Mutterings of a Fool

Man, Dad, Runner, Chief dog walker

Boys are disgusting

As both a man and a dad to sons I feel I am extremely qualified to say this; boys are disgusting. Disgusting and willy obsessed. I feel like I should know this already given that I was a boy myself at some point in the distant past but it still comes as a surprise seeing your 1 year old laughing as he plays with his willy.

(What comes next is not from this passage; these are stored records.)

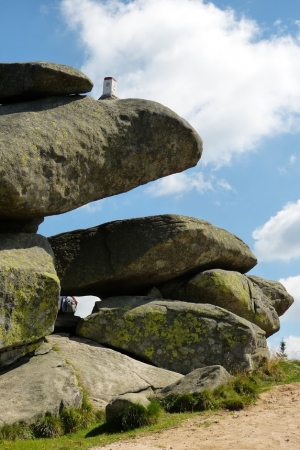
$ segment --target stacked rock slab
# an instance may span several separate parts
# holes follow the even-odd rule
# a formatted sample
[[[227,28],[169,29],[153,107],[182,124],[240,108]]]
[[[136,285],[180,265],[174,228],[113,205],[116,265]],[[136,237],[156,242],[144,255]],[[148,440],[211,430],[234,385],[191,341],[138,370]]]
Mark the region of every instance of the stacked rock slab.
[[[112,297],[97,302],[97,310],[78,324],[77,335],[174,372],[215,364],[243,372],[269,356],[261,328],[217,306]]]
[[[43,108],[39,105],[35,109],[33,105],[37,105],[36,99],[57,95],[67,99],[92,87],[88,77],[68,66],[44,62],[0,64],[0,367],[33,353],[43,337],[53,332],[60,292],[52,249],[46,238],[35,234],[44,214],[32,214],[30,207],[43,203],[36,167],[46,170],[37,154],[34,163],[29,160],[35,146],[32,136],[43,136],[45,132],[43,127],[34,126],[33,118],[43,114]],[[47,101],[44,106],[48,109]],[[18,119],[24,110],[33,115],[26,117],[22,128]],[[43,146],[39,151],[51,165],[53,155],[46,155]],[[36,178],[34,195],[26,191],[29,174]],[[26,214],[16,213],[22,209],[23,195],[28,209]]]
[[[80,94],[93,88],[92,81],[80,70],[44,61],[0,63],[0,80],[2,104]]]
[[[201,156],[196,131],[159,103],[47,92],[0,107],[0,221],[61,214]]]
[[[280,328],[271,301],[251,279],[239,272],[211,269],[180,277],[159,287],[163,297],[192,303],[211,303],[262,328],[267,337]]]
[[[205,220],[165,214],[110,222],[49,239],[62,292],[75,295],[143,293],[207,268],[247,272],[249,247]]]
[[[60,285],[49,244],[35,236],[44,216],[182,171],[202,153],[195,130],[168,108],[79,95],[92,87],[65,65],[0,64],[2,365],[53,330]]]

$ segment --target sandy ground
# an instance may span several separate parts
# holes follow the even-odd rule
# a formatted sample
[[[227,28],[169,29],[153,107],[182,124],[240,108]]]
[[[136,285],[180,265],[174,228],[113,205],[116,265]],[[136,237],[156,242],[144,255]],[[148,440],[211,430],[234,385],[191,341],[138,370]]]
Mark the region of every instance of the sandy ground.
[[[256,405],[188,419],[159,433],[92,450],[300,450],[300,383],[276,386]]]

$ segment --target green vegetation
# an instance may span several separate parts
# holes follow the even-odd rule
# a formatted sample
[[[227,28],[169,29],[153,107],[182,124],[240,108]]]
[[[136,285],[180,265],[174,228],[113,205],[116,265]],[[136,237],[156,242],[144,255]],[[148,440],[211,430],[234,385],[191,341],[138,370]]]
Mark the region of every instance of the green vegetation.
[[[128,431],[155,424],[161,413],[161,406],[155,401],[145,406],[136,404],[128,406],[115,420],[108,424],[111,431]]]
[[[239,374],[228,385],[201,394],[169,396],[148,408],[129,407],[115,423],[106,423],[84,395],[81,409],[63,409],[59,417],[46,415],[35,424],[4,425],[0,429],[3,450],[87,450],[96,445],[135,438],[139,433],[174,427],[195,414],[223,408],[239,410],[255,402],[259,394],[276,384],[300,382],[300,361],[271,359],[249,374]],[[156,423],[157,422],[157,423]],[[140,428],[141,427],[141,428]],[[121,431],[120,431],[121,430]],[[49,439],[51,438],[51,439]]]

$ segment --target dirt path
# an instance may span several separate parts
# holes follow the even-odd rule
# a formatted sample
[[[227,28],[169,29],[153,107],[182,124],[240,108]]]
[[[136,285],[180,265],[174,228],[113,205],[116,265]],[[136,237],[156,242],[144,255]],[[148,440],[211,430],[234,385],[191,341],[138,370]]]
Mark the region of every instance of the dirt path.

I seem to remember Henry being a similar age when he realised that he could grab his willy whenever his nappy was off and it felt quite nice/funny to play with. Now we’re regularly find Rupert sat in the bath taking a break from attempting to cover the whole floor with water and instead having a little play. Clearly there is some basic male human instinct that tells us playing with our willies is a good thing, I’d love to know if boys 100 or 200 years ago were the same, or were they too busy working in factories or helping fight wars?

I had assumed boys and their willies would be an issue in the teenage years but it seems not. Last week I found Henry stood in the kitchen with his hands down his trousers. I told him to stop playing with his willy and his response was ‘I’m not playing with my willy I’m playing with my testes’, not really much you can say to that is there? (we’ve gone with a formal term because quite honestly ‘balls’ just sounds a bit disgusting).

Butter wouldn't melt right?

Butter wouldn’t melt right?

With 2 boys in the house this is only going to get worse isn’t it? Matilda is already perfecting her eye rolling whenever Henry does disgusting boy things, she’s going to be horrified as a teenager having these 2 Herbert’s running around laughing at farts. I love how this mirrors my own family though, my sister is also the oldest just like Matilda but she had 4 younger brothers to deal with not 2 (boy genes are strong in my family, I also have 3 nephews!). It’ll be interesting to see how the dynamic between Matilda, Henry and Rupert changes once Rupert is walking and talking. Right now Matilda rules the roost but I can see that changing with Henry and Rupert teaming up to get their way.

What we are most definitely not doing though is having a 4th child to try to balance things up, something which the lady of the manor has started to suggest recently without any hint of humour. Crazy woman. Even without having spent the past year not getting any sleep I wouldn’t want a 4th, 3 is quite enough for me and I really couldn’t face going back to newborn baby stage again.

If you’ve got boys what other disgusting things have I got to look forward to?


  1. Ah Ben, Ben Ben Ben. I have a 12 year old. I’ve been through the willy years. The very embarrassing willy years “MUM! there’s a bone in my willy! Does dad have a bone in his willy?”
    I’m not going to share any of the other boy monstrosities you have to come because it’s a journey. And also I went through it blind so you bloody well can too.
    Enjoy x

  2. My 2 year old son once managed to run off during one of his post shower ‘nudie runs’ and purposely pee on the carpet in our room. It wasn’t random, it was not accidental. It was totally premeditated and he gave me this devilish grin once I clued onto what he was doing! He also loves to play with his dangle in the shower and would probably stay in the for hours if we let him!